Personal information
- Date of birth: 12 September 1978 (age 47)
- Place of birth: Sidi-Bouali, Morocco
- Height: 1.74 m (5 ft 8+1⁄2 in)
- Position: Midfielder

Senior career*
- Years: Team / Apps / (Gls)
- 1998–1999: Racing Besançon / 19 / (3)
- 1999–2003: Lens B / 31 / (9)
- 2000–2002: → ES Wasquehal (loan) / 57 / (9)
- 2003: Amiens / 15 / (3)
- 2003–2010: Charleroi / 125 / (12)
- 2011: Panthrakikos / 14 / (3)
- 2012: FC Charleroi / ? / (?)

International career
- 2004: Morocco / 1 / (1)

= Abdelmajid Oulmers =

Moroccan footballer

Abdelmajid Oulmers (born 12 September 1978) is a retired Moroccan professional footballer.
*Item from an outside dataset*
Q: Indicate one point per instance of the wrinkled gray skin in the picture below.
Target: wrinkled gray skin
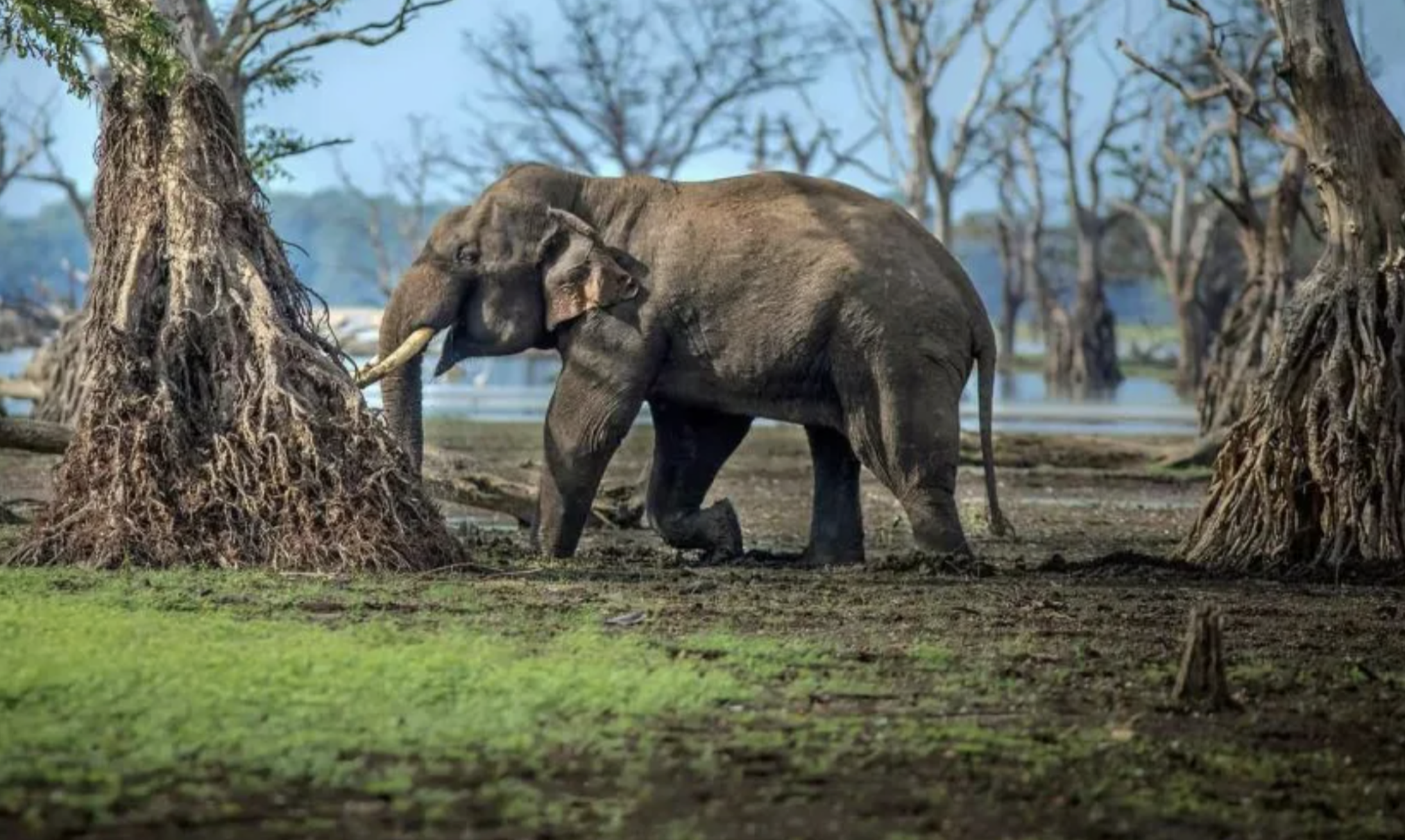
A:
(769, 296)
Oulmers is the subject of a major legal battle between football clubs and FIFA over the right to compensation for injuries sustained during international duty. He was sidelined from playing for eight months following an injury sustained playing against Burkina Faso in November 2004.

Oulmers played for Morocco at the 2000 Summer Olympics.